My at­ten­tion is more in­ward than that of most peo­ple: it can be re­sis­tant to be­ing cap­tured and di­rected ex­ter­nally. Ex­er­cises like these math­e­mat­ics les­sons were ex­cru­ci­at­ingly bor­ing and painful (whether or not I had “mas­tered the ma­te­rial”). I used to think my wan­der­ing at­ten­tion and difficulty in com­plet­ing as­sign­ments was a defect, but now I re­al­ize my “laz­i­ness” is a fea­ture, not a bug. Hu­man so­ciety wouldn’t func­tion well if ev­ery­one were like me, but so­ciety is bet­ter with ev­ery­one not be­ing al­ike.

[3] Scott Alexan­der /​ Yvain is widely re­garded as a great writer. Poli­ti­cal celebrity Ezra Klein char­ac­ter­ized his blog as fan­tas­tic. Scott wrote:

On the other hand, I know peo­ple who want to get good at writ­ing, and make a mighty re­s­olu­tion to write two hun­dred words a day ev­ery day, and then af­ter the first week they find it’s too an­noy­ing and give up. Th­ese peo­ple think I’m amaz­ing, and why shouldn’t they? I’ve writ­ten a few hun­dred to a few thou­sand words pretty much ev­ery day for the past ten years.

But as I’ve said be­fore, this has taken ex­actly zero willpower. It’s more that I can’t stop even if I want to. Part of that is prob­a­bly that when I write, I feel re­ally good about hav­ing ex­pressed ex­actly what it was I meant to say. Lots of peo­ple read it, they com­ment, they praise me, I feel good, I’m en­couraged to keep writ­ing, and it’s ex­actly the same vir­tu­ous cy­cle as my brother got from his pi­ano prac­tice.
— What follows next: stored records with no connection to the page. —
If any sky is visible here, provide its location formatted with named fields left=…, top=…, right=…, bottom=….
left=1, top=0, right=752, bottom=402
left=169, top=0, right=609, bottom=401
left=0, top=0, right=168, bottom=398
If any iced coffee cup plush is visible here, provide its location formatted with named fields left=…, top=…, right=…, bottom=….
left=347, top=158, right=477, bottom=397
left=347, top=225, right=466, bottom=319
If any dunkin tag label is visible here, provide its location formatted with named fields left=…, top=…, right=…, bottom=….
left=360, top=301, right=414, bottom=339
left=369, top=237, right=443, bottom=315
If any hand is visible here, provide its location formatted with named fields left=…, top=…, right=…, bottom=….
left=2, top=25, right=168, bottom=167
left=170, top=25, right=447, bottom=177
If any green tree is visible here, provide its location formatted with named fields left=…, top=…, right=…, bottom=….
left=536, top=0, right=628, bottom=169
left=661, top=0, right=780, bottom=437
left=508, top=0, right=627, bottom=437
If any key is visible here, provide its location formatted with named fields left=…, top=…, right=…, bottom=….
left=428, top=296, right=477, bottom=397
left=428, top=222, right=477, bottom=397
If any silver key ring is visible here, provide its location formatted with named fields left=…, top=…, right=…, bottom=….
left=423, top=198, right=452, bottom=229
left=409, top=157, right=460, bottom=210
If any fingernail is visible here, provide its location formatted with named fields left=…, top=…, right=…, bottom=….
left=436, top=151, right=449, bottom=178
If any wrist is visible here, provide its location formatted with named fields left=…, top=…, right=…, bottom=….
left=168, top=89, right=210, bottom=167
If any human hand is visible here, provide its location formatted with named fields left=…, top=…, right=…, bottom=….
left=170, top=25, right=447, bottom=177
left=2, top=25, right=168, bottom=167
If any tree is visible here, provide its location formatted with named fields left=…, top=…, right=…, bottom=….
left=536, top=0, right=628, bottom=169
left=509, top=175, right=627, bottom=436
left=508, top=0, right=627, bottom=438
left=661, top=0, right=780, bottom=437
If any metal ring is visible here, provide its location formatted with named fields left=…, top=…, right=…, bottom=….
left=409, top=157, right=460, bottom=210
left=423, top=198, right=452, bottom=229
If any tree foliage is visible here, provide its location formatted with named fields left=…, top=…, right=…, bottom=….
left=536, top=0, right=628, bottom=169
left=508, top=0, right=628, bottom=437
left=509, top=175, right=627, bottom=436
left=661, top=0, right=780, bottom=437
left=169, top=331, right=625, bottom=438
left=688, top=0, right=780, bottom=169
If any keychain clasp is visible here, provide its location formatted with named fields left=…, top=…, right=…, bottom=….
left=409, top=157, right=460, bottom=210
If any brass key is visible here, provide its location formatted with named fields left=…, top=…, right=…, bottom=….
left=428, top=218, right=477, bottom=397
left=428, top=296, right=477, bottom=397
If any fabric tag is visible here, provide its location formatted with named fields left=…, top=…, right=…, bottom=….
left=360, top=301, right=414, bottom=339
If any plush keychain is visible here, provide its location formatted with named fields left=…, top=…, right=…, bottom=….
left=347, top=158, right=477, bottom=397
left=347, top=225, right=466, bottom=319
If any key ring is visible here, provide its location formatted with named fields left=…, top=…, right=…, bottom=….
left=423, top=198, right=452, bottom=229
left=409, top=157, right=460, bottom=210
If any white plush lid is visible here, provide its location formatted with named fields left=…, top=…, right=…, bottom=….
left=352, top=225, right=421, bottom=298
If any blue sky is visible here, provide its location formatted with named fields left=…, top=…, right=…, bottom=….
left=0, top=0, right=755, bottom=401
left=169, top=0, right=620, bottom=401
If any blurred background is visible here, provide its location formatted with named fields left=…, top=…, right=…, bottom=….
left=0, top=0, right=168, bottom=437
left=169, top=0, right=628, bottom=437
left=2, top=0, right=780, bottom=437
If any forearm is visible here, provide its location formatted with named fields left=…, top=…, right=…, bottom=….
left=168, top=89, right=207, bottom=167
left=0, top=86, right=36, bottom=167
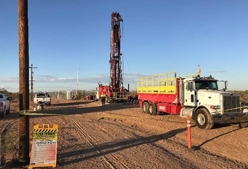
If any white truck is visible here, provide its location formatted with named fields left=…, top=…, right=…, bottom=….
left=0, top=93, right=11, bottom=118
left=34, top=92, right=51, bottom=106
left=137, top=72, right=248, bottom=129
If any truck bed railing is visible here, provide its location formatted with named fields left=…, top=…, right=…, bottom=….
left=137, top=72, right=177, bottom=94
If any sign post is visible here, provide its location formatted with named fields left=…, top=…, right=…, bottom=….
left=29, top=124, right=58, bottom=169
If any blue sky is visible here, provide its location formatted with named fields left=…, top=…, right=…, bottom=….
left=0, top=0, right=248, bottom=92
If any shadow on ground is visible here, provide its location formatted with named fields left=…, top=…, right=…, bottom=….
left=58, top=128, right=186, bottom=165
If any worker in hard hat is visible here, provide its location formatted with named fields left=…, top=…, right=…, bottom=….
left=101, top=92, right=106, bottom=106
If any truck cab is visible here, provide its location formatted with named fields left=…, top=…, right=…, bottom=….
left=180, top=76, right=248, bottom=129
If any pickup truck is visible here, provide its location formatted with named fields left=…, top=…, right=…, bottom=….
left=34, top=93, right=51, bottom=106
left=0, top=93, right=11, bottom=118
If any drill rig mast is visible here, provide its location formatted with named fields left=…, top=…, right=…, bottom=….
left=109, top=12, right=123, bottom=93
left=97, top=12, right=129, bottom=102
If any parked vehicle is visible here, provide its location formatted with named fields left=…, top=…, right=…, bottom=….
left=137, top=72, right=248, bottom=129
left=0, top=93, right=11, bottom=118
left=34, top=92, right=51, bottom=106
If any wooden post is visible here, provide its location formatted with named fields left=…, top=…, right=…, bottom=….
left=187, top=116, right=192, bottom=148
left=18, top=0, right=29, bottom=164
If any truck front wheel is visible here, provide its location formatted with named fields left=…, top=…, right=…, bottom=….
left=142, top=102, right=149, bottom=113
left=195, top=108, right=214, bottom=129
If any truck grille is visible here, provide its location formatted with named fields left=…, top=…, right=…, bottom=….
left=223, top=96, right=240, bottom=113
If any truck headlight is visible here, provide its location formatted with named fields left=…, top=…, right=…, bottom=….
left=210, top=105, right=220, bottom=109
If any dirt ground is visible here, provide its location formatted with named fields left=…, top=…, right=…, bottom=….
left=0, top=99, right=248, bottom=169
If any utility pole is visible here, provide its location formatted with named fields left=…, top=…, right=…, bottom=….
left=29, top=64, right=37, bottom=101
left=18, top=0, right=30, bottom=164
left=76, top=67, right=80, bottom=95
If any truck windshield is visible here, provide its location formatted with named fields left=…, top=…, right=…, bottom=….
left=195, top=80, right=218, bottom=90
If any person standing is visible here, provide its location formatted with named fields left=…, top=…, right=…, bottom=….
left=101, top=93, right=106, bottom=106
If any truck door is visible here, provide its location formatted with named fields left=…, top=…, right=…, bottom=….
left=184, top=81, right=196, bottom=106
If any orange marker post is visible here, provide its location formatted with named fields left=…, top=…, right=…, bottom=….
left=187, top=116, right=192, bottom=148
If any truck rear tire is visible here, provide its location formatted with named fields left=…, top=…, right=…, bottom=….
left=149, top=103, right=157, bottom=115
left=195, top=108, right=214, bottom=129
left=6, top=106, right=10, bottom=114
left=142, top=102, right=149, bottom=113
[4] Paul Gra­ham is the co-founder of Y-Com­bi­na­tor, a seed fun­der with a port­fo­lio of com­bined value ex­ceed­ing $30 billion (with in­vestees in­clud­ing Drop­box, AirBnB and Stripe). In What You’ll Wish You Had Known he wrote

One of the most dan­ger­ous illu­sions you get from school is the idea that do­ing great things re­quires a lot of dis­ci­pline. Most sub­jects are taught in such a bor­ing way that it’s only by dis­ci­pline that you can flog your­self through them.

Now I know a num­ber of peo­ple who do great work, and it’s the same with all of them. They have lit­tle dis­ci­pline. They’re all ter­rible pro­cras­ti­na­tors and find it al­most im­pos­si­ble to make them­selves do any­thing they’re not in­ter­ested in. One still hasn’t sent out his half of the thank-you notes from his wed­ding, four years ago. Another has 26,000 emails in her in­box.

I’m not say­ing you can get away with zero self-dis­ci­pline. You prob­a­bly need about the amount you need to go run­ning. [...] But once they get started, in­ter­est takes over, and dis­ci­pline is no longer nec­es­sary.

Do you think Shake­speare was grit­ting his teeth and dili­gently try­ing to write Great Liter­a­ture? Of course not. He was hav­ing fun. That’s why he’s so good.